1 Partitioning of key-value store
This section concerns with how to split key-value database into multiple partitions.
1.1 Partition by key range (good for range query, bad for hot spot)
Imagine a key-value store for an encyclopedia, where key is the word. Partition 1 can have all the words from A to B, Partition 2 can have all the words from C to E etc. This is advantageous because we can do range query (find all the encyclopedia words that start with letters 'Ab'). However, there's skew and hotspot issue.
1.1.1 Skew and hot spot
The problem with this is hot spot and skewing. We observe skewing in a scenario where the encyclopedia grows and a certain partition end up having majority of the database, decreasing advantage of partitioning (because one node is significantly bigger than another, so uses one node's resource disproportionately and request could come to that node more than others - a remedy could be rebalancing the data and distributing the data). Hot spot is the set of entries that recieve majority of requests - those entries might have to do with famous celebrity data. Simply evenly distributing the entries doesn't realize the partitioning benefits, because the requests are still overloaded to certain entry/entries that reside in particular node.

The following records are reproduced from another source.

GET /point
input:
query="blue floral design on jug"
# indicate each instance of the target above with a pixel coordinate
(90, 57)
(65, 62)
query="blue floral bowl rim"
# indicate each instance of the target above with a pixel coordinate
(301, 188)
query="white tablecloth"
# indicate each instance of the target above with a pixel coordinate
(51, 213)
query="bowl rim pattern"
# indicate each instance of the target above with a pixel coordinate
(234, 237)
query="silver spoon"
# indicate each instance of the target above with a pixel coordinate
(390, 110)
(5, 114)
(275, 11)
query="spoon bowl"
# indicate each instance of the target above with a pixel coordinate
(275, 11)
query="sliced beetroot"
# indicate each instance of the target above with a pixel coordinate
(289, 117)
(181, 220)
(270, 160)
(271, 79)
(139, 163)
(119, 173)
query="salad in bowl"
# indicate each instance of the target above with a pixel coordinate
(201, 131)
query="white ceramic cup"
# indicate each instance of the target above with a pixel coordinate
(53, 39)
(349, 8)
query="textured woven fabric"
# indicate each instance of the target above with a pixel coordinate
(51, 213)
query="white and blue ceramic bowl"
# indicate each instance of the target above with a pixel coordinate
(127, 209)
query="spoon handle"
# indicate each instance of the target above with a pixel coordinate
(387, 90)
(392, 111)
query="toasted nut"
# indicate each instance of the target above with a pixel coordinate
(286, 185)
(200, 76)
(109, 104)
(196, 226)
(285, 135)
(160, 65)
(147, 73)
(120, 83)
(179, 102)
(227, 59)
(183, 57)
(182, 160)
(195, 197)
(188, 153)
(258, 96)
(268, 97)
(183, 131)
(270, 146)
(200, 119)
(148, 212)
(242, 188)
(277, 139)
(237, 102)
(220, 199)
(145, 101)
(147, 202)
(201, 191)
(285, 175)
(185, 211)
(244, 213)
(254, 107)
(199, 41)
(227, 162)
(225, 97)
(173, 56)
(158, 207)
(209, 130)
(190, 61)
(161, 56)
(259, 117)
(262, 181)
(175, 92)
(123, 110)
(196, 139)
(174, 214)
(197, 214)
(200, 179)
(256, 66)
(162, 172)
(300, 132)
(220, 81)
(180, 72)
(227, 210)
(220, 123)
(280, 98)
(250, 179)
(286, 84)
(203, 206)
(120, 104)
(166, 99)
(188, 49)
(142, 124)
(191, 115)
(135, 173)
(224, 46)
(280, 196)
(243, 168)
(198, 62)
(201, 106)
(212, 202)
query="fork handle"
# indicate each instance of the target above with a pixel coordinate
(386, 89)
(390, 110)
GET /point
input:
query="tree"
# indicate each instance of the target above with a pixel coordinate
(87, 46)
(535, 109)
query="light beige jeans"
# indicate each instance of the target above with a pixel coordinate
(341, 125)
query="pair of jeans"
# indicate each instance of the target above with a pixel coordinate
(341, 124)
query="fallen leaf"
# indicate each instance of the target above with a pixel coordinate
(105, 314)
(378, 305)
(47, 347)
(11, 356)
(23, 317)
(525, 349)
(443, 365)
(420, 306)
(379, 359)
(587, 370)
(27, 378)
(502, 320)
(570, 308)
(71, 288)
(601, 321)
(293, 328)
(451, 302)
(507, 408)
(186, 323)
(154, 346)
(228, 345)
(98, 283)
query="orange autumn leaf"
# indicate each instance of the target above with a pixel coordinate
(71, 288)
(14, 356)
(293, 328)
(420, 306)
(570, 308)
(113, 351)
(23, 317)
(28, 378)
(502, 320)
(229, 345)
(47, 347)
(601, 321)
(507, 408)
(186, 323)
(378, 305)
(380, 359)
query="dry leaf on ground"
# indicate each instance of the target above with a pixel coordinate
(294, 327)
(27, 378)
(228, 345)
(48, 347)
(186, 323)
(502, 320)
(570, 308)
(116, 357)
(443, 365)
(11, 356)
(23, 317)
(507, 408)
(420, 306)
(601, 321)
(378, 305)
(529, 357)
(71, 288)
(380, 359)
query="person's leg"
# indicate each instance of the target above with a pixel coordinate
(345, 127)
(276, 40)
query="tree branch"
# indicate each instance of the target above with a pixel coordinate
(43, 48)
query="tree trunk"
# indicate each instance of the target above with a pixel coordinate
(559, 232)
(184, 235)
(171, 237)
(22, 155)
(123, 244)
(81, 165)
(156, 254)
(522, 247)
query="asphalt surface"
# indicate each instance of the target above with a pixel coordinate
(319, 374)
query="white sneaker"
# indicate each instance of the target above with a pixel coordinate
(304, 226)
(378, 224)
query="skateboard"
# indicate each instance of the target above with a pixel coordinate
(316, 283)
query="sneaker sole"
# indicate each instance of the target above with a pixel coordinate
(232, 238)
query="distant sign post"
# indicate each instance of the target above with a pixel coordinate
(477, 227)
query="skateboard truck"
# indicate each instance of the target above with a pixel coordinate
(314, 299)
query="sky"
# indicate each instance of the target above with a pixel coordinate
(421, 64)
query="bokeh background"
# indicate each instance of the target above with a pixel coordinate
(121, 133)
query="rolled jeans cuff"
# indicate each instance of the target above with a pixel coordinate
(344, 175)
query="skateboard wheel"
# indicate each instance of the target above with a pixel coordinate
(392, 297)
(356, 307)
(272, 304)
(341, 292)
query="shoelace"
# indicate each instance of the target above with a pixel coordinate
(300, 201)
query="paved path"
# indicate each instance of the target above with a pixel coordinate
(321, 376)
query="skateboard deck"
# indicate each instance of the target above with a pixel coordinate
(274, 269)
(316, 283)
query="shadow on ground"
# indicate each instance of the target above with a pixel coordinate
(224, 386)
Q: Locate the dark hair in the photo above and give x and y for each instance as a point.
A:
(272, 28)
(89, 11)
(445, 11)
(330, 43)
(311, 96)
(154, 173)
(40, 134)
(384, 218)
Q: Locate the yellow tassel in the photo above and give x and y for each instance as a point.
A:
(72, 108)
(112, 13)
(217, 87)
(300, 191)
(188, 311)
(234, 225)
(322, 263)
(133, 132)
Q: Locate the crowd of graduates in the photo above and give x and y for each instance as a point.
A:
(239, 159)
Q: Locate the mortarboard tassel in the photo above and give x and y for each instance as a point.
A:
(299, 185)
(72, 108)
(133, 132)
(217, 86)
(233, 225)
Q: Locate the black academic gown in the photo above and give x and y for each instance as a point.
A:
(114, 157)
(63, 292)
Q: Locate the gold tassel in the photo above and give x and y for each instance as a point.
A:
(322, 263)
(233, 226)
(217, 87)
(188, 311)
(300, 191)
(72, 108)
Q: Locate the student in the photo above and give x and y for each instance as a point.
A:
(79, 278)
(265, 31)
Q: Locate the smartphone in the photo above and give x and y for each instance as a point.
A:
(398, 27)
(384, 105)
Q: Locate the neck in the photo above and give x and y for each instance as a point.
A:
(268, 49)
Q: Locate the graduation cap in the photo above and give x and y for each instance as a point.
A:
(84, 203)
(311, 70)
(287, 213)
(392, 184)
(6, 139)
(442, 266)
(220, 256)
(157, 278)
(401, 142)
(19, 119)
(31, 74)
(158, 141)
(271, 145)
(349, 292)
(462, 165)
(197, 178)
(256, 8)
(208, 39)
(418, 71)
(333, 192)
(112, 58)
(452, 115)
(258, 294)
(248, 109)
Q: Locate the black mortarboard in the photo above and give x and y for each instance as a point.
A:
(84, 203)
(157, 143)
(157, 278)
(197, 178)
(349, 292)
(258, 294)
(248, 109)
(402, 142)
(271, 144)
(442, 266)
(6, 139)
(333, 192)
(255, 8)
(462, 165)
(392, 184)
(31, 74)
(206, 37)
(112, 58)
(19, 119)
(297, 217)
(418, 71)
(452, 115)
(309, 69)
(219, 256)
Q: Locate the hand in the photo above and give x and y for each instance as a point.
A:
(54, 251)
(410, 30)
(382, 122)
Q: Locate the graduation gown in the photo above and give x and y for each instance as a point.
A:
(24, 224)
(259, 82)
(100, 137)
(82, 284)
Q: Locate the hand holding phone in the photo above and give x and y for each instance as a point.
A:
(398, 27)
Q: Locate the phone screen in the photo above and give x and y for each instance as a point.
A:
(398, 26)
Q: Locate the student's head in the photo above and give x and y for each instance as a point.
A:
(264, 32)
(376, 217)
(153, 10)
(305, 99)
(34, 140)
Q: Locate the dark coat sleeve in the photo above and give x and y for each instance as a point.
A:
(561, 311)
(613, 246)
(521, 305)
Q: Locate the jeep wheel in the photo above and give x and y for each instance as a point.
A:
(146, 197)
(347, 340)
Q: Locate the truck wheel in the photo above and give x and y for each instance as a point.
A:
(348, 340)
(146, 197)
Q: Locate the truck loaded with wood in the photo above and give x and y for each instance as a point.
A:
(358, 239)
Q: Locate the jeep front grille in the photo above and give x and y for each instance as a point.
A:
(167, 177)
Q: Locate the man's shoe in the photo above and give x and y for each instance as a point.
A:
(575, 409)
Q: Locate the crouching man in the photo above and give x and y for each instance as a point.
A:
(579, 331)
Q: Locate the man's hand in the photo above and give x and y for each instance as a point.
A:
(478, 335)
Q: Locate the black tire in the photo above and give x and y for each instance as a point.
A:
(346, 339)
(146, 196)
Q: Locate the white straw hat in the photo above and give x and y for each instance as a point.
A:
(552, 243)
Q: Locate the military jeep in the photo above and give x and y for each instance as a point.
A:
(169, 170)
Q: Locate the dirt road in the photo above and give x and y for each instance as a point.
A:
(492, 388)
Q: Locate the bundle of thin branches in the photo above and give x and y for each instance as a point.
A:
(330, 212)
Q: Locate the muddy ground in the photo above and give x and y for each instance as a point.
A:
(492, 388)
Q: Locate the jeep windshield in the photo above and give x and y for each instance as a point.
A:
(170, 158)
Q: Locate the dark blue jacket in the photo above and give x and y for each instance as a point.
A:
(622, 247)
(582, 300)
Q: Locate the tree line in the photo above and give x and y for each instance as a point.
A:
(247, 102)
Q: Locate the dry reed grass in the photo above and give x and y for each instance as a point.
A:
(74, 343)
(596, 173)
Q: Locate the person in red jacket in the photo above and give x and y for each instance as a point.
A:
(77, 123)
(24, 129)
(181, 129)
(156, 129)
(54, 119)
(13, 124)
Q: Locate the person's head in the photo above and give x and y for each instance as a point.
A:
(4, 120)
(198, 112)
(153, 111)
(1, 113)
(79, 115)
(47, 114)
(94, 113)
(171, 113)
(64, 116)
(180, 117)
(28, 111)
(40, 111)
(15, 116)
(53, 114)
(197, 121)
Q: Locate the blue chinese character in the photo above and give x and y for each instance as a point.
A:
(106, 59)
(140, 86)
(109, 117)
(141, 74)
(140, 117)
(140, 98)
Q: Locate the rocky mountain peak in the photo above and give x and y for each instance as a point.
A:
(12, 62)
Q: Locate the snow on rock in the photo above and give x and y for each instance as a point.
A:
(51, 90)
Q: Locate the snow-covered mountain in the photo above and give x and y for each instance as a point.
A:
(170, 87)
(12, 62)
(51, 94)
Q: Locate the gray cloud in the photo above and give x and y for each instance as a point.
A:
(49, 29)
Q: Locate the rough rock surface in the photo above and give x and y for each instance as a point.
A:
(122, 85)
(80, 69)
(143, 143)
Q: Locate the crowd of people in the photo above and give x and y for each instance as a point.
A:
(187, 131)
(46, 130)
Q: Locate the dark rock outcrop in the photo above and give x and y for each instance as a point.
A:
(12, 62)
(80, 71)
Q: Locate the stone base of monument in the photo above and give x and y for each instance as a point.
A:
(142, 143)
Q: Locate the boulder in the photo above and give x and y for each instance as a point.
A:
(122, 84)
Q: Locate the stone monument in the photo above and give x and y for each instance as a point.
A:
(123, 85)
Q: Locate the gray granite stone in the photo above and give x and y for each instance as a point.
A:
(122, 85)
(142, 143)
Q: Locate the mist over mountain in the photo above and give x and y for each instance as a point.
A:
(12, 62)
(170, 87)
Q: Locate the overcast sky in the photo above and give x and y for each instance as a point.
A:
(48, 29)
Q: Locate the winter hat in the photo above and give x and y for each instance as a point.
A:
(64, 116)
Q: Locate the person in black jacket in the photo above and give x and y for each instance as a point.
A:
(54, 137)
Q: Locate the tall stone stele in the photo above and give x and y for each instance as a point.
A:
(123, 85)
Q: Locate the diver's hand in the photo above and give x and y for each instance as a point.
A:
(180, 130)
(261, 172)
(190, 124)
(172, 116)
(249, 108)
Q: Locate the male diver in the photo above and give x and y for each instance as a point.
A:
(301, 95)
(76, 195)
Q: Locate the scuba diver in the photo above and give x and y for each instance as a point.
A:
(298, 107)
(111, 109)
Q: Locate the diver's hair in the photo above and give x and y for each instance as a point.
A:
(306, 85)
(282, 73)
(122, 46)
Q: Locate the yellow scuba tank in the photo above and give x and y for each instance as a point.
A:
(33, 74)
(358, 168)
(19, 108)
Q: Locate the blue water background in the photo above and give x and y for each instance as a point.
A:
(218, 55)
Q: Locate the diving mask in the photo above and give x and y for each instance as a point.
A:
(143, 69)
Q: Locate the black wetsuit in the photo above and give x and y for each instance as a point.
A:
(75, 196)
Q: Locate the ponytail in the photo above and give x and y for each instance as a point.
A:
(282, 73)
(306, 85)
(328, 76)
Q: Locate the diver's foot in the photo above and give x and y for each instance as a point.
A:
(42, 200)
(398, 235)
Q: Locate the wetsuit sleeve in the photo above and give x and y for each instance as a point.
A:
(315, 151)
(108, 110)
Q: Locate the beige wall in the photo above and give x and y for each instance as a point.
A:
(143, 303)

1.2 Partition by hash of key (bad for range query, good for hot spot)
Hash of key determines which partition an entry belongs to. Each partition will take certain range of hashes (p0: 0 to 100, p1: 1 to 200 ...), and since occurrence of entries do not follow any pattern, there's decreased chance of having hot spots in any particular partition. However, we lose the benefit of range query that we could get from partitions that were based on key range.
1.3 Difficulty of resolving hot spot
Neither of the two partitioning mechanisms can completely avoid hot spot issue. Extreme case that break the partitioning benefits is where only one entry is ever queried - then, the requests will always go to one node even with partitioning.
A workaround is to distribute that most used entry to many nodes (eg multiple entries for the same data, which will have different keys and be placed in different nodes). This requires tracking those entries, and eventually combining the updates together (replication issues, again). There's also issue of responding to changes (for example, when the most used entry changes / when number of nodes to distribute an entry has to increase, what key should be allocated in what pattern of string?)